Many of these bounds become extremely complex and hairy.

**Current** Everyone working on this subject wants “tighter bounds”, however there are different definitions of “tighter”. Some groups focus on “functional tightness” (getting the right functional dependency between the size of the training set and a parameterization of the hypothesis space) while others focus on “practical tightness” (finding bounds which work well on practical problems). (I am definitely in the second camp.)

One of the dangers of striving for “functional tightness” is that the bound can depend on strangely interrelated parameters. In fact, apparently these strange interrelations can become so complex that they end up *always* larger than 1 (some bounds here and here).

It seems we should ask the question: “Why are we doing the math?” If it is just done to get a paper accepted under review, perhaps this is unsatisfying. The real value of math comes when it guides us in designing learning algorithms. Math from bounds greater than 1 is a dangerously weak motivation for learning algorithm design.

There is a significant danger in taking this “oops” too strongly.

- There exist some reasonable arguments (not made here) for aiming at functional tightness.
- The value of the research a person does is more related to the best they have done than the worst.

Looking at the referenced paper, this seems to be focussed specifically on the area of kernel learning, and specifically on a single paper by Lanckriet et al. I believe that the vast majority of sample complexity bounds derived are decreasing in the number of samples (while of course not being usably tight for practical data set sizes). More generally, I would suspect that data dependent bounds are much more prone to this sort of trouble.

I’m a bit confused by your use of the term “sample complexity bound”. I was under the impression that the sample complexity measures how many examples are required to reach a particular error rate with high probability. In the paper you are discussing the authors show that the

error boundis always greater than one which is meaningless.
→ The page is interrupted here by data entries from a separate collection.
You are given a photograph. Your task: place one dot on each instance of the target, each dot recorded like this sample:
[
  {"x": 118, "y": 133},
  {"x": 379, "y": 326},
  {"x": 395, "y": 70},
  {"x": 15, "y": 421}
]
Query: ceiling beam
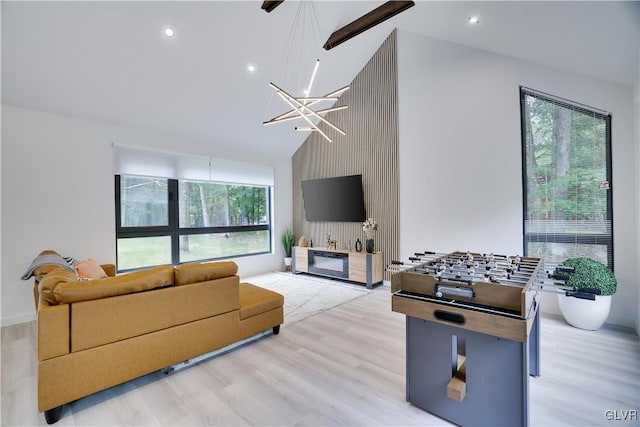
[
  {"x": 365, "y": 22},
  {"x": 268, "y": 6}
]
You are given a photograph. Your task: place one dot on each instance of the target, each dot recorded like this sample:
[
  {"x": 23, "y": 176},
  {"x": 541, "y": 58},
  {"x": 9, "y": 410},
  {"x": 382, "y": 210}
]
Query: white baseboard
[{"x": 14, "y": 320}]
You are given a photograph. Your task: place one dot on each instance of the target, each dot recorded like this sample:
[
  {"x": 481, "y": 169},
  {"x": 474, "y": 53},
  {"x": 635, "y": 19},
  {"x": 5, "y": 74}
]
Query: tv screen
[{"x": 338, "y": 199}]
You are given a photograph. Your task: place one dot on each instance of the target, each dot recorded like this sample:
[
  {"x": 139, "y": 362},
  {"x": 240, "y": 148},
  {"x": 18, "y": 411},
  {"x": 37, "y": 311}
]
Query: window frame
[
  {"x": 578, "y": 238},
  {"x": 174, "y": 231}
]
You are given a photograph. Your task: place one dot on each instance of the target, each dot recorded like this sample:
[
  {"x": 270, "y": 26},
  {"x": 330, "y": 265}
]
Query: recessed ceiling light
[{"x": 169, "y": 32}]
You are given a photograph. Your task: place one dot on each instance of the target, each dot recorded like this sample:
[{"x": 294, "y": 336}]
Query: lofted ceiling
[{"x": 109, "y": 61}]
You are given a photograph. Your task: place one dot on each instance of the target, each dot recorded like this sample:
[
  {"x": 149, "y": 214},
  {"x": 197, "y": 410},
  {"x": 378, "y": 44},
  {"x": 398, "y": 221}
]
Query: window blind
[
  {"x": 568, "y": 209},
  {"x": 144, "y": 162}
]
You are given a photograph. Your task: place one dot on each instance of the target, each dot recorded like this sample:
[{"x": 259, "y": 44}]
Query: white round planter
[{"x": 583, "y": 313}]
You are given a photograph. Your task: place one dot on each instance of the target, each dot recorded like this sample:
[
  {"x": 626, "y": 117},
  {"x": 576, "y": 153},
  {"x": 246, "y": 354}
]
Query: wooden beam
[
  {"x": 365, "y": 22},
  {"x": 268, "y": 6}
]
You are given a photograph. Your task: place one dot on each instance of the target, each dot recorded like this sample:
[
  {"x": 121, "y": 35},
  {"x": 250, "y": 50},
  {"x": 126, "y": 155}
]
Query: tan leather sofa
[{"x": 94, "y": 334}]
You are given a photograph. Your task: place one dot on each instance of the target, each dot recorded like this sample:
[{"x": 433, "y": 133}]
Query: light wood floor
[{"x": 345, "y": 366}]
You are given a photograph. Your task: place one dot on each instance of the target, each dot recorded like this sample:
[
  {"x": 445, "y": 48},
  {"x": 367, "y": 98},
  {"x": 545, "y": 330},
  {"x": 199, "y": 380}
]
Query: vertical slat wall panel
[{"x": 370, "y": 148}]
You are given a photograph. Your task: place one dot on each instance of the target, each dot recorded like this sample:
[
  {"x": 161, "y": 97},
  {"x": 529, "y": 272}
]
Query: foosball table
[{"x": 472, "y": 331}]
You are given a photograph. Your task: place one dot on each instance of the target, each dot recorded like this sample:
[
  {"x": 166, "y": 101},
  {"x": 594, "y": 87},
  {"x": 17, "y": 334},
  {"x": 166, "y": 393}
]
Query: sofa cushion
[
  {"x": 83, "y": 290},
  {"x": 49, "y": 282},
  {"x": 255, "y": 300},
  {"x": 201, "y": 272},
  {"x": 90, "y": 269}
]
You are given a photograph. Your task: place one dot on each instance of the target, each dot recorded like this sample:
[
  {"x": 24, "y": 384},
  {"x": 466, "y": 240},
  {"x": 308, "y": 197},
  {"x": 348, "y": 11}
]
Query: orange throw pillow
[{"x": 90, "y": 269}]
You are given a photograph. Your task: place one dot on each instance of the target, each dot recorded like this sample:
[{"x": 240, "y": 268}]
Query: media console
[{"x": 360, "y": 267}]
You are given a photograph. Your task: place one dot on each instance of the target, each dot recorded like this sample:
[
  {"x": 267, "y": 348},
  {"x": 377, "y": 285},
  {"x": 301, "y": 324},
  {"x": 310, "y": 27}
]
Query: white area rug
[{"x": 306, "y": 295}]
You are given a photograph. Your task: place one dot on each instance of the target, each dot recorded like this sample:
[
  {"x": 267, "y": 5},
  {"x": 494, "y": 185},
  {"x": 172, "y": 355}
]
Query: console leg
[{"x": 53, "y": 415}]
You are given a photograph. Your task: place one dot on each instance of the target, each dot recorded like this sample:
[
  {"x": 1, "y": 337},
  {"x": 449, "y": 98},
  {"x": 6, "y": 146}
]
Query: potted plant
[
  {"x": 288, "y": 240},
  {"x": 589, "y": 279}
]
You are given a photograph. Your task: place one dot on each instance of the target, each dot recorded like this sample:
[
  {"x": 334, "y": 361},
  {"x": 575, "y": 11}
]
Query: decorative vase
[
  {"x": 369, "y": 243},
  {"x": 370, "y": 246},
  {"x": 585, "y": 314}
]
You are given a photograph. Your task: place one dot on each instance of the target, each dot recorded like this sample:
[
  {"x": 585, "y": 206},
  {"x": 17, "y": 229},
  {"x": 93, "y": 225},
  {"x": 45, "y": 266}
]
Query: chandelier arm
[{"x": 288, "y": 116}]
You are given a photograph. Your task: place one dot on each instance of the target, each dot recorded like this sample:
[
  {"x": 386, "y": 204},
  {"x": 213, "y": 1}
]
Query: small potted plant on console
[
  {"x": 288, "y": 240},
  {"x": 587, "y": 302}
]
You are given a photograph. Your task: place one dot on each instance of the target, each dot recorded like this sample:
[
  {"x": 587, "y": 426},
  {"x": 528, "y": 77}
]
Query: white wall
[
  {"x": 460, "y": 154},
  {"x": 58, "y": 193},
  {"x": 637, "y": 121}
]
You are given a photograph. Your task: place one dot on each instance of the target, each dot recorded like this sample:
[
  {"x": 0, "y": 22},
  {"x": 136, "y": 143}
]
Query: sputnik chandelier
[
  {"x": 305, "y": 107},
  {"x": 301, "y": 108}
]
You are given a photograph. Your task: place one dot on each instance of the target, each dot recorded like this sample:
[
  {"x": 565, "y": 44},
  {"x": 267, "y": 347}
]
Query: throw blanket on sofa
[{"x": 41, "y": 260}]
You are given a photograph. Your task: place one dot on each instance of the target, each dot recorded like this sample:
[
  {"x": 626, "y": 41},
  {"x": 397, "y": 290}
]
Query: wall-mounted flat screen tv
[{"x": 338, "y": 199}]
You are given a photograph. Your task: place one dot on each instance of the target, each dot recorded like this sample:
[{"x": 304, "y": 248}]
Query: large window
[
  {"x": 171, "y": 221},
  {"x": 566, "y": 178}
]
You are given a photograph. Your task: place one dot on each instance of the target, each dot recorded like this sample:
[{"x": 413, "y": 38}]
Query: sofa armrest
[
  {"x": 110, "y": 269},
  {"x": 53, "y": 330}
]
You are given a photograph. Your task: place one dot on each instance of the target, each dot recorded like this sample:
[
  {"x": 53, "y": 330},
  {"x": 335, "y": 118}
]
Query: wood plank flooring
[{"x": 345, "y": 366}]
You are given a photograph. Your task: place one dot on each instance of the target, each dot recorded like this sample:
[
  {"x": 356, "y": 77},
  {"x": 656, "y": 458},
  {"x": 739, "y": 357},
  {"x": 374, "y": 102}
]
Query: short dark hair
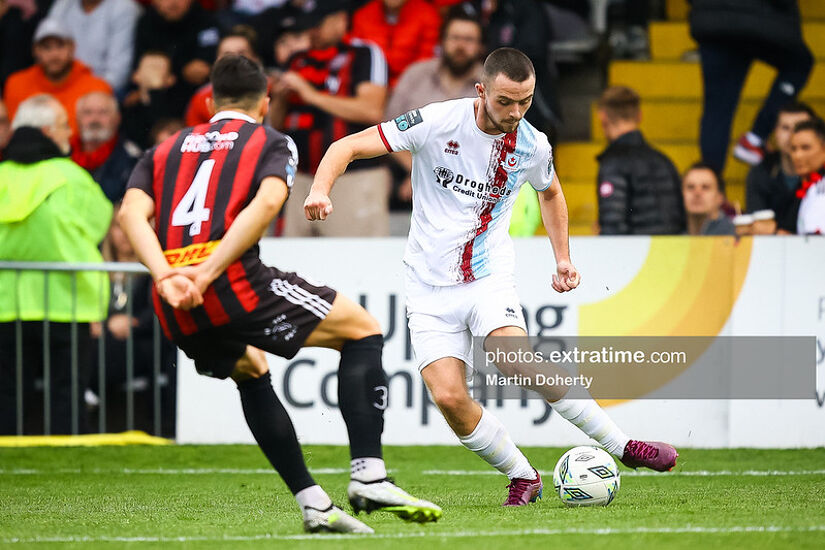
[
  {"x": 511, "y": 63},
  {"x": 237, "y": 80},
  {"x": 701, "y": 165},
  {"x": 797, "y": 107},
  {"x": 620, "y": 103},
  {"x": 461, "y": 12},
  {"x": 816, "y": 125}
]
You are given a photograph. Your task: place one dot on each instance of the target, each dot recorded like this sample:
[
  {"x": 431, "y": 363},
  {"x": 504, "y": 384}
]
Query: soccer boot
[
  {"x": 332, "y": 520},
  {"x": 524, "y": 491},
  {"x": 649, "y": 454},
  {"x": 386, "y": 496}
]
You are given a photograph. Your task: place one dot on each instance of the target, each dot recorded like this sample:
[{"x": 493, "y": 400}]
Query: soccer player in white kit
[{"x": 470, "y": 157}]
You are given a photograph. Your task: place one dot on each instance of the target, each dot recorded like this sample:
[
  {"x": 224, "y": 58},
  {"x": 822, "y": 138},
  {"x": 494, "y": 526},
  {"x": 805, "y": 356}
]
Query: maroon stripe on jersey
[
  {"x": 384, "y": 138},
  {"x": 244, "y": 173},
  {"x": 508, "y": 145},
  {"x": 240, "y": 285}
]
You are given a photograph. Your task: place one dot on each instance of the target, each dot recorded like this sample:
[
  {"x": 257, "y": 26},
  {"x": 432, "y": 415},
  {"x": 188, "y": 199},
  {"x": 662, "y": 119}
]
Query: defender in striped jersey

I interpret asample complexitybound being greater than one meaning you always need at least one example – entirely reasonable I would have thought.I agree with everything else you say if I read your initial “sample complexity” as “error” (you only talk about “bounds” after the first sentence).

I do not see how the fact that some always-greater-than-one bounds

were accidentally published relates to the usefulness of “functionally

tight” bounds.

Studying the dependence of a bound on various parameters, and how a

bound approaches zero as the sample size increases, can often tell us

quite a bit about the problem.

Take for example our paper whose appendix you mention here. We study

learning a kernel for SVMs (or other kernel-based methods). The

motivation for this paper is understanding what the extra sample cost,

i.e. how much additional data is required, when the kernel is learned

from data rather then fixed. This is very commonly done, e.g. when a

few parameters of the kernel are ‘tuned’, ‘tweaked’ or ‘learned’ based

on the training data, or when a few possible base kernels are

combined. Previous bounds suggest that learning a few kernel

parameters would result in a multiplicative increase in the required

sample size—quite prohibitive. In the paper, we show that in-fact

only a roughly additive number of extra samples are needed to account

for every additional kernel parameter (in a very general sense). This

is a much more reasonable price to pay, and suggests that it is

theoretically “OK” to do this.

Of course, to get any kind of understanding, one must look at the

bound and study its behavior (numerical or functional). When the

bounds is always greater than one, studying the bound should reveal

this, and that no understanding can be gained from it, as was the case

here. This is true both for understanding functional dependencies

through a bound, and for using a bound numerically. However, as Rif

notes, most bounds do in fact go to zero as the sample sizes increases.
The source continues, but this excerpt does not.